Rat pups were isolated from the mother and nest for 1 hr per day from Postnatal Day (PN) 2 to 9 At PN 27, rats were tested for behavioral responsiveness to 2.0 or 7.5 mg/kg amphetamine. Only isolated rats receiving the 7.5 mg/kg dose displayed increased activity scores, compared with nonisolated and nonhandled controls. Their increased activity is attributed to a slower latency to enter into stereotypy. In a second experiment, similarly treated groups were challenged by the 7.5 mg/kg dose during a session in which a microdialysis probe implanted in the ventral striatum was being perfused. The challenge drug elicited a much greater increase in dialysate dopamine in isolated vs. nonisolated groups. Results are discussed with regard to dissociation between sensitized and subsensitized responses.

Chronic neonatal isolation stress enhances cocaine-induced increases in ventral striatal dopamine levels in rat pups.

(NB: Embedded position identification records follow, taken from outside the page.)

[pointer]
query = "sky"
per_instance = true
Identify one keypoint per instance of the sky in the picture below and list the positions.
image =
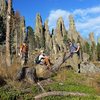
(86, 13)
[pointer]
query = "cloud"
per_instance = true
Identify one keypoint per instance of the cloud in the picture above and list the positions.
(86, 20)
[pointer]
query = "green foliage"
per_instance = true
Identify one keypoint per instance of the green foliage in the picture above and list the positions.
(70, 98)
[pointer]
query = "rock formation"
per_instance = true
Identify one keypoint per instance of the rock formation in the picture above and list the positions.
(93, 46)
(48, 39)
(39, 34)
(60, 33)
(72, 33)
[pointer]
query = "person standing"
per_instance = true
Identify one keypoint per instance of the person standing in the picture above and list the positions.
(24, 53)
(74, 50)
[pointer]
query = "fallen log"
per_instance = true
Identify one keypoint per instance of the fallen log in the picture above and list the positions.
(59, 93)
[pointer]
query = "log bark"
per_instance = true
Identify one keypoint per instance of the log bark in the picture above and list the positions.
(60, 61)
(59, 93)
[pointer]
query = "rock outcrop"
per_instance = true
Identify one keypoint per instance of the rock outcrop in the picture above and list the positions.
(60, 33)
(39, 34)
(72, 32)
(48, 39)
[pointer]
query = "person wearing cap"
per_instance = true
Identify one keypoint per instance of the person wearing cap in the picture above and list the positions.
(24, 52)
(74, 52)
(44, 59)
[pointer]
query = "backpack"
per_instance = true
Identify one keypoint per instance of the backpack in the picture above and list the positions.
(37, 61)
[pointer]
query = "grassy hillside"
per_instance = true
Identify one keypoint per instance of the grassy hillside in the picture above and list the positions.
(64, 80)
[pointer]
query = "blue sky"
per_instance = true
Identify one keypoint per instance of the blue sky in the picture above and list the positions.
(86, 13)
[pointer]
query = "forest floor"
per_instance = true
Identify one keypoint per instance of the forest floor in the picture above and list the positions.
(65, 80)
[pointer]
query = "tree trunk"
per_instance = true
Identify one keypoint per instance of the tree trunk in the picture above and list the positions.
(59, 93)
(8, 56)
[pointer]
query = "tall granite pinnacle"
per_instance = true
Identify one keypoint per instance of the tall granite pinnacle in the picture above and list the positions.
(60, 33)
(39, 34)
(48, 40)
(72, 33)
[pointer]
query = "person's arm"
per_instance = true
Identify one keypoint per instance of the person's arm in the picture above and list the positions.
(78, 47)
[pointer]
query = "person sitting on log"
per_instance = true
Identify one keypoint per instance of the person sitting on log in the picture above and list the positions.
(43, 59)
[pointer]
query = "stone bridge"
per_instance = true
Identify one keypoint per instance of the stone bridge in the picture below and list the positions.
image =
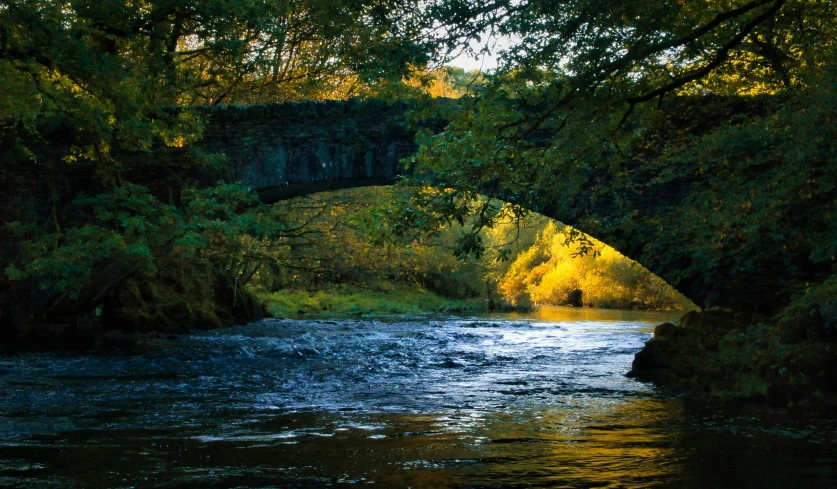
(294, 149)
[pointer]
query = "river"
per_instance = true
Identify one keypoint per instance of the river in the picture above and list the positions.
(511, 400)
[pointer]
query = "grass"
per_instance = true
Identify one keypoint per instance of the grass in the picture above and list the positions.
(377, 300)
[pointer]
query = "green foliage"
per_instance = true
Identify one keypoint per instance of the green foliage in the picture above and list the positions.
(368, 299)
(222, 225)
(696, 136)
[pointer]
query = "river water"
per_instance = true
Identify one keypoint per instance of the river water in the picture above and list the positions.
(498, 401)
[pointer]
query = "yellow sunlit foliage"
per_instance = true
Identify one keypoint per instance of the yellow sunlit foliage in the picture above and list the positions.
(551, 273)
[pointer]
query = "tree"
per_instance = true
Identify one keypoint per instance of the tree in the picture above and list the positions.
(86, 82)
(689, 135)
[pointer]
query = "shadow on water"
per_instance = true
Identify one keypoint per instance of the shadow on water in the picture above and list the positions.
(506, 402)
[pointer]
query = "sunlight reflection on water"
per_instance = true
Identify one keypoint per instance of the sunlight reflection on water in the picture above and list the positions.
(499, 401)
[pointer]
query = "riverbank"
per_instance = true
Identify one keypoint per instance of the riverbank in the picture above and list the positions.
(377, 300)
(727, 355)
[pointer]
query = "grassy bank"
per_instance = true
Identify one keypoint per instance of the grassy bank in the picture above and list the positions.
(376, 300)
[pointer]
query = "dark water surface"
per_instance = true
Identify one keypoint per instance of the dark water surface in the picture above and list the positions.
(500, 401)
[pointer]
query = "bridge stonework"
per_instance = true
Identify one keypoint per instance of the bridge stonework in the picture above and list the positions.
(282, 151)
(287, 150)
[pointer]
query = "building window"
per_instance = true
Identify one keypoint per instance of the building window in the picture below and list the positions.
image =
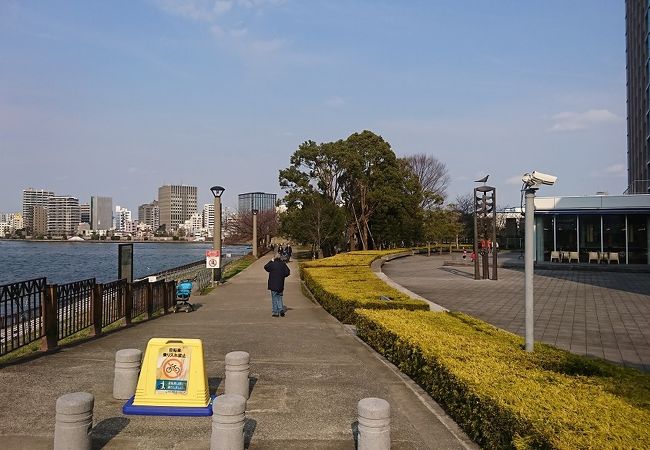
(614, 233)
(566, 233)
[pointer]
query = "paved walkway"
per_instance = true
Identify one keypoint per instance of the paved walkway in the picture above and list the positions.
(308, 373)
(601, 314)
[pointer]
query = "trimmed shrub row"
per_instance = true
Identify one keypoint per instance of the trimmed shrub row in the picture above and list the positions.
(504, 397)
(345, 282)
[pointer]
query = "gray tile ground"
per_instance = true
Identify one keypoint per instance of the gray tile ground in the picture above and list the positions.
(602, 314)
(308, 374)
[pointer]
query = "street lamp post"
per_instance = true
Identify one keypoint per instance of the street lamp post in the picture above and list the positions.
(255, 211)
(532, 182)
(216, 233)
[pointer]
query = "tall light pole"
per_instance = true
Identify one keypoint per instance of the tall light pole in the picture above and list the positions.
(216, 233)
(532, 183)
(255, 211)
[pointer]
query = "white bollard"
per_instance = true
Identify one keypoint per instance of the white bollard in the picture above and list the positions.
(237, 368)
(374, 424)
(127, 368)
(74, 421)
(228, 416)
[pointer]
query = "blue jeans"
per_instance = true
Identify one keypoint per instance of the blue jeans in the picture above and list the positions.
(276, 302)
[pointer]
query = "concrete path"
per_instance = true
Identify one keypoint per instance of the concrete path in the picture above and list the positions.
(308, 373)
(602, 314)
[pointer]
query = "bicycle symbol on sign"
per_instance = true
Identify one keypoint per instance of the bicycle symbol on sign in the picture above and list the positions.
(172, 367)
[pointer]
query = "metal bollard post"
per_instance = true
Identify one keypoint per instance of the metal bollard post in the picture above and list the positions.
(74, 421)
(127, 368)
(374, 424)
(228, 415)
(237, 368)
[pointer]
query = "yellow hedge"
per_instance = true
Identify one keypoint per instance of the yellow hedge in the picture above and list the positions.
(505, 397)
(345, 282)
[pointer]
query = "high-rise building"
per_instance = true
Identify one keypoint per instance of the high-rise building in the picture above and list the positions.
(256, 200)
(32, 198)
(62, 215)
(149, 214)
(638, 93)
(101, 213)
(208, 217)
(84, 213)
(177, 203)
(39, 220)
(122, 216)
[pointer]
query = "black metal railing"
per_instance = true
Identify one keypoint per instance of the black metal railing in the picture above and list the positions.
(139, 292)
(113, 300)
(20, 313)
(74, 307)
(32, 310)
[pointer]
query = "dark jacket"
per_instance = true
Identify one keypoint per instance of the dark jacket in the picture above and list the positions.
(278, 271)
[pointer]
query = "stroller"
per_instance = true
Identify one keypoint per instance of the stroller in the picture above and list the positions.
(183, 292)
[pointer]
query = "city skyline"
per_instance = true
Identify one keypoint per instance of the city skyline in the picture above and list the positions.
(103, 98)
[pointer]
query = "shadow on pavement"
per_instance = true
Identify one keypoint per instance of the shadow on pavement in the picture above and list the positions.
(252, 381)
(354, 426)
(106, 430)
(249, 430)
(457, 272)
(638, 283)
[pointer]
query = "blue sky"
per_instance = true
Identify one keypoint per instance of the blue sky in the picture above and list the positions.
(117, 98)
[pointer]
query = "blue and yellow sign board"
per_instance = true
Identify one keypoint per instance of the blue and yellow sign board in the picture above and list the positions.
(172, 380)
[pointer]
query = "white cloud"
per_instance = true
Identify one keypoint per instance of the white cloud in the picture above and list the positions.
(222, 6)
(200, 10)
(515, 180)
(615, 170)
(574, 121)
(335, 102)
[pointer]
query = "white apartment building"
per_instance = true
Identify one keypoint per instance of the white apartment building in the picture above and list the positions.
(208, 217)
(194, 224)
(122, 216)
(63, 215)
(34, 198)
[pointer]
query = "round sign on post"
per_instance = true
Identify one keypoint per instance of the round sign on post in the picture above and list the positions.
(212, 259)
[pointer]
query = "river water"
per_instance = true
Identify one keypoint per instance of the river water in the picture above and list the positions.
(64, 262)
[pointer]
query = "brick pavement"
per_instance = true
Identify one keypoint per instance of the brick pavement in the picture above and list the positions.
(601, 314)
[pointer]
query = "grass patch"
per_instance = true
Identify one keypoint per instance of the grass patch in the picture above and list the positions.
(345, 282)
(504, 397)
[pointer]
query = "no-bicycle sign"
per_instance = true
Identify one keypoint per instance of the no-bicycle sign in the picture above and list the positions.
(212, 259)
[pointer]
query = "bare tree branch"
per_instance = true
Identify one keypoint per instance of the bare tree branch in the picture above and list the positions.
(433, 175)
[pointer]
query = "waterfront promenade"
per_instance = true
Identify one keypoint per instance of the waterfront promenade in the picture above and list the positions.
(308, 373)
(596, 313)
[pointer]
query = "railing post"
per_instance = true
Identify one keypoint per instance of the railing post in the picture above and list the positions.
(98, 309)
(128, 303)
(148, 299)
(50, 325)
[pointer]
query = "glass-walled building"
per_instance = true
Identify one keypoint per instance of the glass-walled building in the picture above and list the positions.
(612, 227)
(261, 201)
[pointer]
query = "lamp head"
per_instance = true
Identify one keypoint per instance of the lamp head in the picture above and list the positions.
(536, 178)
(217, 191)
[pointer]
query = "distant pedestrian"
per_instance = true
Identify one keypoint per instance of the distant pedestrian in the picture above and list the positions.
(278, 271)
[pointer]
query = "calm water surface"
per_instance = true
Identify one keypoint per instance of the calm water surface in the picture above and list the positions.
(63, 262)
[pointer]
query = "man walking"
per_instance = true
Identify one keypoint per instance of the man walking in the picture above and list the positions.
(278, 271)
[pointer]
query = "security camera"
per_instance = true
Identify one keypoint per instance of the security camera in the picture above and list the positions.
(537, 178)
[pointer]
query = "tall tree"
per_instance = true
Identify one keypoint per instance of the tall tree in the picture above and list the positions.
(371, 175)
(433, 175)
(315, 221)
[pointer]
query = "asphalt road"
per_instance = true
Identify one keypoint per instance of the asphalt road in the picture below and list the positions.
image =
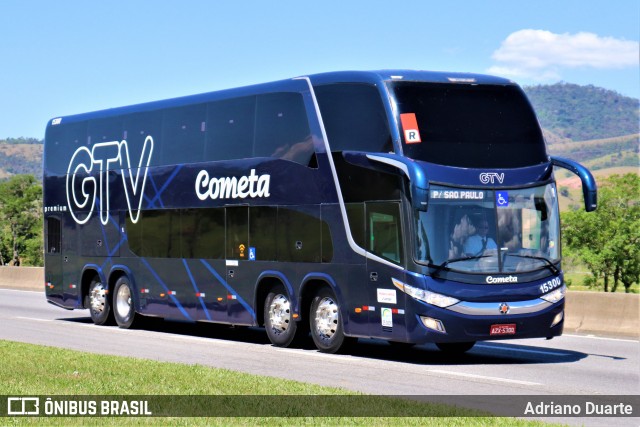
(567, 365)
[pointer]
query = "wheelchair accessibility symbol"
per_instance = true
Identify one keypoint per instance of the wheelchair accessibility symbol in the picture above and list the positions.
(502, 199)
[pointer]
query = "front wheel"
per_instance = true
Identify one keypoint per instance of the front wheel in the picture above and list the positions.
(326, 323)
(123, 307)
(455, 347)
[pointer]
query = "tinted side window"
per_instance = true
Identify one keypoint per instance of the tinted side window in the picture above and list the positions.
(160, 234)
(238, 232)
(354, 117)
(355, 216)
(183, 131)
(282, 128)
(136, 129)
(203, 233)
(263, 232)
(61, 142)
(299, 236)
(54, 236)
(384, 236)
(230, 130)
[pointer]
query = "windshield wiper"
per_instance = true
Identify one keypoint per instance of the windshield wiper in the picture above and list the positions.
(550, 265)
(465, 258)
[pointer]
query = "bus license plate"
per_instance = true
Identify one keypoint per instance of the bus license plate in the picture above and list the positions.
(503, 329)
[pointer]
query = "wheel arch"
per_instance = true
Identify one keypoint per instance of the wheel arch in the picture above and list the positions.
(311, 284)
(266, 281)
(118, 271)
(86, 276)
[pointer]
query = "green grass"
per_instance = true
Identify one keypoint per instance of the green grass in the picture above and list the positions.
(29, 370)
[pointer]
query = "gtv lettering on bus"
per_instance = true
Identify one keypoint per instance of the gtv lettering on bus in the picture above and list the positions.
(81, 198)
(232, 187)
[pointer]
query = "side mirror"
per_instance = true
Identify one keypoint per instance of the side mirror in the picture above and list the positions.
(589, 186)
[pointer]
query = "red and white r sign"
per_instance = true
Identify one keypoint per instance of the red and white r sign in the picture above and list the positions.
(410, 128)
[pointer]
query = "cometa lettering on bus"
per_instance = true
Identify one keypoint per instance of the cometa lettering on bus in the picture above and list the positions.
(231, 187)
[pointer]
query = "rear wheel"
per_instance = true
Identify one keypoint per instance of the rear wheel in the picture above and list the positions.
(99, 305)
(455, 347)
(278, 317)
(123, 305)
(326, 323)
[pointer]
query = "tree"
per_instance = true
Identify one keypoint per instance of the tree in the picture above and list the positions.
(21, 216)
(608, 240)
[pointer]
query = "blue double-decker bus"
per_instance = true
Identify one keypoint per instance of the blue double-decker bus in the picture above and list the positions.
(401, 205)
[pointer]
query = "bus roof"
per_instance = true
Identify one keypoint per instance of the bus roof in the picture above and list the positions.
(371, 77)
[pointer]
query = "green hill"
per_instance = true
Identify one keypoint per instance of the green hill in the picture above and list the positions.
(582, 113)
(595, 126)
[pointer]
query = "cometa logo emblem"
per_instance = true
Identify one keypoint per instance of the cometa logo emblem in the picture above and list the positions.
(504, 308)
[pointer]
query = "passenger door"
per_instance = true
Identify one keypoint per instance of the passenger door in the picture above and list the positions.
(383, 235)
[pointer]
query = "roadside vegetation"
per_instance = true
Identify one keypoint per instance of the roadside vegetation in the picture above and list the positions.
(31, 370)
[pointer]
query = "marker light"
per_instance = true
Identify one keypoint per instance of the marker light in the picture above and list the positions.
(555, 295)
(557, 319)
(426, 296)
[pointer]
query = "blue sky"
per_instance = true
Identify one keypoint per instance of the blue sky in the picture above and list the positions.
(67, 57)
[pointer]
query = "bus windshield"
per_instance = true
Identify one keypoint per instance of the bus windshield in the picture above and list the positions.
(489, 231)
(464, 125)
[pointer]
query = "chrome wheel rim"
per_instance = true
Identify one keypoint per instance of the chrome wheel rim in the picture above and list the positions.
(123, 301)
(280, 313)
(327, 315)
(98, 298)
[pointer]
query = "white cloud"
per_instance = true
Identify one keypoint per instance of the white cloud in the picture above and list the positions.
(542, 55)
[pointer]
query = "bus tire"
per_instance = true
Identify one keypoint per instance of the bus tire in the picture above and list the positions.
(98, 303)
(278, 317)
(326, 323)
(455, 347)
(124, 309)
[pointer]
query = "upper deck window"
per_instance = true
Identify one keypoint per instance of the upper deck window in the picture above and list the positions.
(477, 126)
(354, 117)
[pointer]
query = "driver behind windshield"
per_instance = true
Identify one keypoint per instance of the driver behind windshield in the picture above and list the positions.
(477, 243)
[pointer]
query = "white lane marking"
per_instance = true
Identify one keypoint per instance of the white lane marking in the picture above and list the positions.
(482, 377)
(594, 337)
(21, 290)
(35, 319)
(522, 350)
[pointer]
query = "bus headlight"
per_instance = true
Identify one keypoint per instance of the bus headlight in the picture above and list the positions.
(556, 295)
(426, 296)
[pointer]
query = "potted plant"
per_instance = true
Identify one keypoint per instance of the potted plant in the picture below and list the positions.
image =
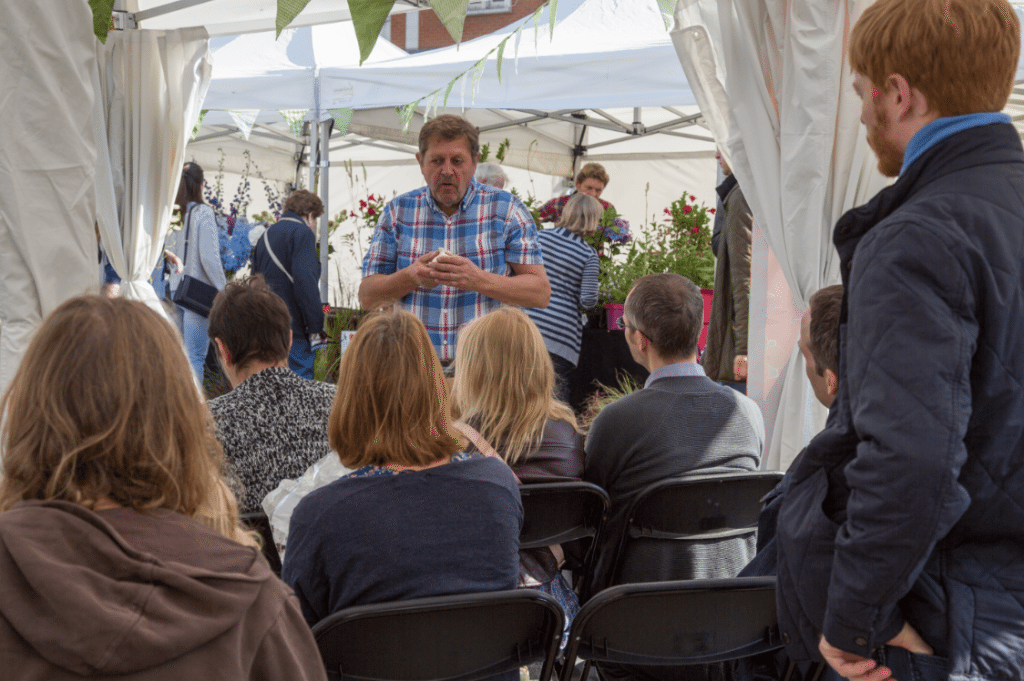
(678, 243)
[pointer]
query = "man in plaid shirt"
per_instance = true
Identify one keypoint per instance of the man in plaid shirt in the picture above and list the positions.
(456, 249)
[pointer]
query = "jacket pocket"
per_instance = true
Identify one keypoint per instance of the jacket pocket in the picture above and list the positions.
(806, 547)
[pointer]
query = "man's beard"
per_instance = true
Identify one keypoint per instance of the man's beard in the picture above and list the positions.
(890, 156)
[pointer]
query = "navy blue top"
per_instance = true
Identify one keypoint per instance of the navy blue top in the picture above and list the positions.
(377, 537)
(295, 245)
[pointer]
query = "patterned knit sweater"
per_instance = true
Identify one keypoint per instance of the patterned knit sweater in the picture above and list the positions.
(272, 426)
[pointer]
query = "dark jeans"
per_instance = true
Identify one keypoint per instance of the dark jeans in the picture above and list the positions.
(563, 374)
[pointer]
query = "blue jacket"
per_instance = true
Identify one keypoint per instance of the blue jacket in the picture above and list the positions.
(295, 245)
(909, 505)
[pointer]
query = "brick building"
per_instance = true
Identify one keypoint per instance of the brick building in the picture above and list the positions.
(421, 30)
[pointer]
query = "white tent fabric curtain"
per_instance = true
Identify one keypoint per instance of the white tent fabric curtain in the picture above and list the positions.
(47, 159)
(800, 156)
(150, 86)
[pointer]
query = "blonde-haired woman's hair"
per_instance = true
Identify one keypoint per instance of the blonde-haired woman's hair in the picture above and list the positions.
(504, 382)
(392, 401)
(582, 214)
(103, 407)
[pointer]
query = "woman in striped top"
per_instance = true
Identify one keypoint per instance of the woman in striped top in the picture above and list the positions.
(572, 266)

Cocaine-induced increases in ventral striatal dopamine levels are enhanced in adult rats previously exposed to chronic stress. In neonatal rats, isolation from dam, nest, and siblings is stressful as evidenced by elevated corticosterone levels, an effect that increases with chronic isolation. Whether chronic neonatal isolation cross-sensitizes to cocaine leading to greater increases in ventral striatal dopamine levels was assessed in this study. Litters were assigned to isolate or non-handled conditions. After culling on postnatal Day 1 (PN1), pups in the neonatal isolation condition were isolated individually for 1 h/day on PN days 2-9 while pups in the non-handled condition were left undisturbed. On PN10, pups were implanted with probes aimed at the ventral striatum. Baseline measures of dopamine and its metabolite, DOPAC, were obtained. Separate groups of male and female pups were then administered 0, 2.5, 5.0, or 10 mg/kg cocaine and samples were collected for 2-h. Isolate pups showed greater cocaine-induced increases in ventral striatal dopamine levels than non-handled pups. However, DOPAC levels did not differ by isolation condition or gender. Neonatal isolation-induced increases in the effects of cocaine on ventral striatal dopamine levels are consistent with our previous study using amphetamine in 10-day-old pups and show that chronic stress sensitizes the dopamine response to psychostimulants in infant rats.